Source: EMC Advanced Software Competitive Research May 2014
IT has been steadily transforming not only the way people gather, store and share various data types – but also how we’re able to quickly analyze, process and convert data into useful information for meaningful execution and accurate predictions. So OLAP includes -- but isn’t restricted to -- in-house Data Center monitoring, event detection, actions, planning and predictive modeling. But it can also be applied to just about anything worthy of analyzing and controlling. Ironically, resource abstraction in this case brings more clarity with greater accessibility business intelligence for us masses…at our fingertips.
Indeed, technologists and solution developers have leveraged and enhanced our innate observe and analyze behavior with advanced IT hardware, software, platforms and solutions – and analytic applications -- across the board and entire data center spectrum. How you may ask? We have been able to accomplish this feat through SDS’s inherent ability to aggregate, pool and even globally federate local or geographically dispersed data across underlying storage hardware resources and file, object and block data in the Cloud and various Data Spheres. And it does this with a distinct decoupling (and independence!) from the storage resource infrastructure beneath it. SDS is a key technology enabler of these advanced real-time, near-line and/or off-line analytics software applications for SDDCs and the 3rd Platform! Solutions like ScaleIO for hyper-converged/hyperscale block storage and EMC’s ViPR’s federated, holistic control and data services monitoring in mixed, heterogeneous storage hardware resource environments are leading the charge.

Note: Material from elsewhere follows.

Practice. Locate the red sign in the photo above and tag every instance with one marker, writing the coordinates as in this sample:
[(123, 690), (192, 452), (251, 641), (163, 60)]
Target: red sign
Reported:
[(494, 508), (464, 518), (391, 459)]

Yes, the 21st Century of Information Transformation is upon us…and so is the SDDC, courtesy in large part to SDS. While SDS itself is not a panacea or solution to world hunger, it’s changing the way we run our data centers and how we access and manage mobile and device level data spread across mixed storage hardware resources, data types, platforms and arrays. With the wide span of control and monitoring capabilities SDS brings to the data center and user community, applied analytics and modeling applications that will be better able to access disparate data, information and platform-centric environments from a centralized single access point – reducing (if not eliminating) the need for highly
trained data analysts and scientists! Our insatiable thirst to discover, recognize and predict patterns will be quenched at a wider, much deeper and more granular level! So we can all continue to “Analyze this!” (or “that”, or whatever inspires us).